Par ailleurs, le coroner Pelletier met en lumière la difficulté « d’exercer un contrôle absolu à l’entrée d’un centre « ouvert » de thérapie pour dépendance ». Aussi, il ne montre pas du doigt la direction de la Maison Carignan même si Mme Hamel est décédée à la suite d’une récidive de consommation de drogues dans les murs du centre.

« Il est possible d'entrer de la drogue dans un milieu carcéral, imaginez dans un milieu ouvert comme celui de la Maison Carignan », mentionne le coroner que l'on a joint au téléphone.

Aucune recommandation ne se retrouve dans le rapport du Dr Pascal Pelletier, mais il aurait pu en rédiger une suggérant aux centres de thérapie de se doter de trousses de naloxone, cet antidote aux opioïdes, pour se préparer à une éventuelle surdose.

La direction de la Maison Carignan affirme, par voie de communiqué que la direction « a consulté attentivement le rapport du coroner en lien avec le triste événement survenu au sein de l'organisme en décembre 2016 » et assure avoir respecté le principe de « tolérance zéro » en ce qui concerne la consommation à l'intérieur du centre.

La direction s'appuie sur la difficulté d'exercer un contrôle absolu soulevée par le coroner dans son rapport.

Encore plusieurs questions sans réponses

Pourtant, le porte-parole de Coalition des organismes communautaires en dépendance, Nicolas Bédard, soulève plusieurs problèmes après avoir consulté le rapport du Dr Pascal Pelletier.

Selon lui, le principe de « tolérance zéro » n'a pas été appliqué comme le prétend la direction de la Maison Carignan.
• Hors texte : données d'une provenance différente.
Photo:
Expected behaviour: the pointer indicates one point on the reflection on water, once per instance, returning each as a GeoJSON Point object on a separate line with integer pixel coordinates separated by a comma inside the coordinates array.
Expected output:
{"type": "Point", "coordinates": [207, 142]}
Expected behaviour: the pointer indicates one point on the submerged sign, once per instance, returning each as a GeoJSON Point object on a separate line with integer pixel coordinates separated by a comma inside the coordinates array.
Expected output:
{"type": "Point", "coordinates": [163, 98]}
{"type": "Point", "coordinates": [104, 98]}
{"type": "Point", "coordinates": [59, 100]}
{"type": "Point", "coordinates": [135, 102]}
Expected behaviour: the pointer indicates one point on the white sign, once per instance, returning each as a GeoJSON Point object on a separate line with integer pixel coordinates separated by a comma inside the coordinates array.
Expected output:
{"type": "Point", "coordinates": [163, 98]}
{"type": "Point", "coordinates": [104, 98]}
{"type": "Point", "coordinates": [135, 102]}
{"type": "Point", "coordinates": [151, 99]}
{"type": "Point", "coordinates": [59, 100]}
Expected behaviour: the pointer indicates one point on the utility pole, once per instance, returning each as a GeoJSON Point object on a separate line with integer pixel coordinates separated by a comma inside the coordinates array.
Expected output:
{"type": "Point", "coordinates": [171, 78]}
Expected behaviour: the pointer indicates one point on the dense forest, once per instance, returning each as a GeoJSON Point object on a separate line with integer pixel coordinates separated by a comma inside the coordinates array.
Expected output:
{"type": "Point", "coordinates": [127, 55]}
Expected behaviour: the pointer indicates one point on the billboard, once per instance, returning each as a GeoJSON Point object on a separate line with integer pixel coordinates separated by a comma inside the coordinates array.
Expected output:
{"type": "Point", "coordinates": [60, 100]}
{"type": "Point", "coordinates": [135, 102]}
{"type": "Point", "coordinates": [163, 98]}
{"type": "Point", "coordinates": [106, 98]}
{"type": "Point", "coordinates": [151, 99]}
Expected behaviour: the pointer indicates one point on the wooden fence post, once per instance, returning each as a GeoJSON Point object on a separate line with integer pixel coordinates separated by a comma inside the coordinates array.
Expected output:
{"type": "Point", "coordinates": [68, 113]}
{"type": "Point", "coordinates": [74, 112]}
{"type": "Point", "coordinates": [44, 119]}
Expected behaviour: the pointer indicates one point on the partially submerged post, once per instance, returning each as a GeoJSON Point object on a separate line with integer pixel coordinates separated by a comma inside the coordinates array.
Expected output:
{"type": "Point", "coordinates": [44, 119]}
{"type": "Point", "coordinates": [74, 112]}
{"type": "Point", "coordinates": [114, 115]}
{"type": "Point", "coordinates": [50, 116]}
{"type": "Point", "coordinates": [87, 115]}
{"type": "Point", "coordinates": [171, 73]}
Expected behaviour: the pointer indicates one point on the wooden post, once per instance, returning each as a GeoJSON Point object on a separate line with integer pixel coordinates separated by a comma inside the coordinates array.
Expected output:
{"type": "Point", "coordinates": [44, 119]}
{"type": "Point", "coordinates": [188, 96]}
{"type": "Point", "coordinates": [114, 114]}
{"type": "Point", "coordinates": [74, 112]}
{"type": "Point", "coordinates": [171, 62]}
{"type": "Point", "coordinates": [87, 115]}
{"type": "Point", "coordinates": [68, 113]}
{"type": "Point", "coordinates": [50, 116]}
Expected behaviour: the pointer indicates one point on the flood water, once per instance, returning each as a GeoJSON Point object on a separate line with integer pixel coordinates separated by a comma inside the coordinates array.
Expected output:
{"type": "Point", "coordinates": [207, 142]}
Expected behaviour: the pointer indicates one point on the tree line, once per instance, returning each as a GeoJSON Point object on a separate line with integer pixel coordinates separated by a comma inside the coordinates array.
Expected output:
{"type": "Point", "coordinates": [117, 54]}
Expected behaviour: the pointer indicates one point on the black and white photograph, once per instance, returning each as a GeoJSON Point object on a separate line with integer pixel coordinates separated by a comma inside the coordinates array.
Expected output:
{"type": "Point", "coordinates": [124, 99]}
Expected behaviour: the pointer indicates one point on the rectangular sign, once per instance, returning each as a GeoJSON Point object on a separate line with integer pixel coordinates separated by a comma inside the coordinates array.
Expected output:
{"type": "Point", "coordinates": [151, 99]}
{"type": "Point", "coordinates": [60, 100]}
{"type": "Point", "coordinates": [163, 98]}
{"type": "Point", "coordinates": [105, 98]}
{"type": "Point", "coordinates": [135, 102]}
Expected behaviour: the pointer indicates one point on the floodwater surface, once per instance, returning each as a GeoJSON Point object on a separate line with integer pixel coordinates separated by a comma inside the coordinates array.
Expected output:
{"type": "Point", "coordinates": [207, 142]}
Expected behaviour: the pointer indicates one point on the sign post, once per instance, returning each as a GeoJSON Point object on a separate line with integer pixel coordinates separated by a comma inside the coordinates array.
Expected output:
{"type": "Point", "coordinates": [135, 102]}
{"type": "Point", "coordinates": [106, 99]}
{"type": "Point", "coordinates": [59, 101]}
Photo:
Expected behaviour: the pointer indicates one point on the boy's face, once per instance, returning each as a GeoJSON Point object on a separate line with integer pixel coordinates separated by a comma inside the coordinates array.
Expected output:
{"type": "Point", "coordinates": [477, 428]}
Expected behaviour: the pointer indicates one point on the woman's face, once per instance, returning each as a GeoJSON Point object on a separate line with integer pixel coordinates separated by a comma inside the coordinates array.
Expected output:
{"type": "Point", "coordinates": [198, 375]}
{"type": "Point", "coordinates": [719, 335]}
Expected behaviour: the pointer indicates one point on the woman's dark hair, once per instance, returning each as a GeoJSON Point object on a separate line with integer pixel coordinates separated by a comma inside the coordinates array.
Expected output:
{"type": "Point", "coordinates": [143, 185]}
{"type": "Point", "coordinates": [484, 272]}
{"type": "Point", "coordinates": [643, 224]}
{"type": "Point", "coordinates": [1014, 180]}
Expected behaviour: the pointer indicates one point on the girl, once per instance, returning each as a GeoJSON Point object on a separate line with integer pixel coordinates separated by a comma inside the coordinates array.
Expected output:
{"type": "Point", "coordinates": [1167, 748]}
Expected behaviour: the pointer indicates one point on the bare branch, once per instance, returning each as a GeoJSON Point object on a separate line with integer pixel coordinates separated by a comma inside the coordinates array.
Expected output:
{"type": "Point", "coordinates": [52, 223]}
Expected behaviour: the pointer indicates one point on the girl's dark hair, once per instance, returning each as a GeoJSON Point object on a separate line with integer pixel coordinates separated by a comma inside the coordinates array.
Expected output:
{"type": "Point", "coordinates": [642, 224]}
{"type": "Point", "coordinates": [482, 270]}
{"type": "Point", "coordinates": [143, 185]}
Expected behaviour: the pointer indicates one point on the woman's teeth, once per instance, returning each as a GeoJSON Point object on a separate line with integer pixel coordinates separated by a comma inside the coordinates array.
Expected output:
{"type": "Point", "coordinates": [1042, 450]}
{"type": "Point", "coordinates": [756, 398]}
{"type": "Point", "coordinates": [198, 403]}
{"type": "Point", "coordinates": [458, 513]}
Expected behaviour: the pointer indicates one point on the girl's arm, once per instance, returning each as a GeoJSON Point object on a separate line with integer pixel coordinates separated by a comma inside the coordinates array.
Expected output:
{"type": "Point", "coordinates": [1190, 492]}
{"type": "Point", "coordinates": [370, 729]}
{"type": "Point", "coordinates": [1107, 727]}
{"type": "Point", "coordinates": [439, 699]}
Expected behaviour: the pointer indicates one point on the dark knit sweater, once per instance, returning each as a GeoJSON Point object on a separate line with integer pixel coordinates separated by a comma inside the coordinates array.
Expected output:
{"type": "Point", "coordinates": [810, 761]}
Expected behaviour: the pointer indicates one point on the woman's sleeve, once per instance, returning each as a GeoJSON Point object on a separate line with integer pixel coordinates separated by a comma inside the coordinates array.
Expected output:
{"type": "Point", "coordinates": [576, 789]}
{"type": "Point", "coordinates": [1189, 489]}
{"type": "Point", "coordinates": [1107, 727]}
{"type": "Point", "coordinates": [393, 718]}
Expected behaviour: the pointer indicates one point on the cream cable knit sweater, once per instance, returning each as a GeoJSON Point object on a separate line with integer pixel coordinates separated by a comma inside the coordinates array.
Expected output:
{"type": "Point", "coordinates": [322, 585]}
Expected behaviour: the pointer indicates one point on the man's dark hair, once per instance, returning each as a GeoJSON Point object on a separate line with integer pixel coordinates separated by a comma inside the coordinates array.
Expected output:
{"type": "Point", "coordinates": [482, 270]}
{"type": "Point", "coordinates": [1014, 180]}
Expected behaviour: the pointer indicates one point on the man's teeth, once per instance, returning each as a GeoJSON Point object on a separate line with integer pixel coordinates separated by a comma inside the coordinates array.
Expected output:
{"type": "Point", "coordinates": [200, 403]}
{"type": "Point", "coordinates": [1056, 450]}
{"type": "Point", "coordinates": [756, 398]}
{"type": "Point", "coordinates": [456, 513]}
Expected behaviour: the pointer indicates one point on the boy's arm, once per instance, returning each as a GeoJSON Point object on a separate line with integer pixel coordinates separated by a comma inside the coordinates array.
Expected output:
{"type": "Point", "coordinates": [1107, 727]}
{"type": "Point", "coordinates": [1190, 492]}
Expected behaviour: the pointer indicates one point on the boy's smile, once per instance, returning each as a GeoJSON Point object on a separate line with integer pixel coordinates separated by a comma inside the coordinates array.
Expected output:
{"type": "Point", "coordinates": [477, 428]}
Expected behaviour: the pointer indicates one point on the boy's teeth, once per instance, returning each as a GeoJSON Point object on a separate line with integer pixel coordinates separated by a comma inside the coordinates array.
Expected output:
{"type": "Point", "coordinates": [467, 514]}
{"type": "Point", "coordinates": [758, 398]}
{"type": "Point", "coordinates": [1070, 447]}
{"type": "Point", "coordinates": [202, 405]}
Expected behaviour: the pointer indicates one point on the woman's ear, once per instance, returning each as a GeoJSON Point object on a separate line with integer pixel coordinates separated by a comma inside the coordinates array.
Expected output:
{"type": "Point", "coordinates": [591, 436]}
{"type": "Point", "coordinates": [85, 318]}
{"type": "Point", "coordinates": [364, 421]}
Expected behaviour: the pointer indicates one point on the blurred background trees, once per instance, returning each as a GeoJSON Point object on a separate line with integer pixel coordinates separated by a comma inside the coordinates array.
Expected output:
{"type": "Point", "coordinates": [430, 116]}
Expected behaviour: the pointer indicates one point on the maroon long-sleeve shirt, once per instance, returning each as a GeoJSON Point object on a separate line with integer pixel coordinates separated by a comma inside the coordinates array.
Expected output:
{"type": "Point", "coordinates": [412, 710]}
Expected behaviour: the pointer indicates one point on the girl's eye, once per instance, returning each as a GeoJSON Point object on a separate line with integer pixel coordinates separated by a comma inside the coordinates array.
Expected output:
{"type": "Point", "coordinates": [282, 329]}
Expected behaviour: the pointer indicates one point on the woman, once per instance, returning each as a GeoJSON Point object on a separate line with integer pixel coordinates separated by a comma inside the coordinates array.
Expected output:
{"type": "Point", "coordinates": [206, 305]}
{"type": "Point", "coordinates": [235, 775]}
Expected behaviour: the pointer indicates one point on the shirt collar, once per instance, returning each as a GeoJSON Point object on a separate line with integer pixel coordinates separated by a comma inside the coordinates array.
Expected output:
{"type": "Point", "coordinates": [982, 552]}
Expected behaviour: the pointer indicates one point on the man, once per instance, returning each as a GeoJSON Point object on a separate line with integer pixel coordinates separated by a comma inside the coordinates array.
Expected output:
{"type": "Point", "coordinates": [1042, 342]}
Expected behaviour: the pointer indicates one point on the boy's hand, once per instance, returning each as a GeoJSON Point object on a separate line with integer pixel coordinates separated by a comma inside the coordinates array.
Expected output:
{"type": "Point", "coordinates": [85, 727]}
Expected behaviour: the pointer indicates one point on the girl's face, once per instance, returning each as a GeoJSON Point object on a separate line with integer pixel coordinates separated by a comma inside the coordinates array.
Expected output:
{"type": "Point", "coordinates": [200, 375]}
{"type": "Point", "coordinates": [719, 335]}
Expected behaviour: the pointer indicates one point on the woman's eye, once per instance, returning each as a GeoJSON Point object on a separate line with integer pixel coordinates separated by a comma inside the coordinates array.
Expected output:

Par ailleurs, il mentionne qu'il ne faut jamais accorder de permission de sortie à des gens qui sont en thérapie pendant le temps des Fêtes puisque les tentations sont beaucoup trop fortes.

Nicolas Bédard admet, comme le soulève le coroner dans son rapport, qu'il est impossible d'éviter complètement que la drogue entre dans les centres de thérapie.

Cependant, dans ce cas-ci, des erreurs importantes ont été commises et il espère que ce décès fera réfléchir les autorités.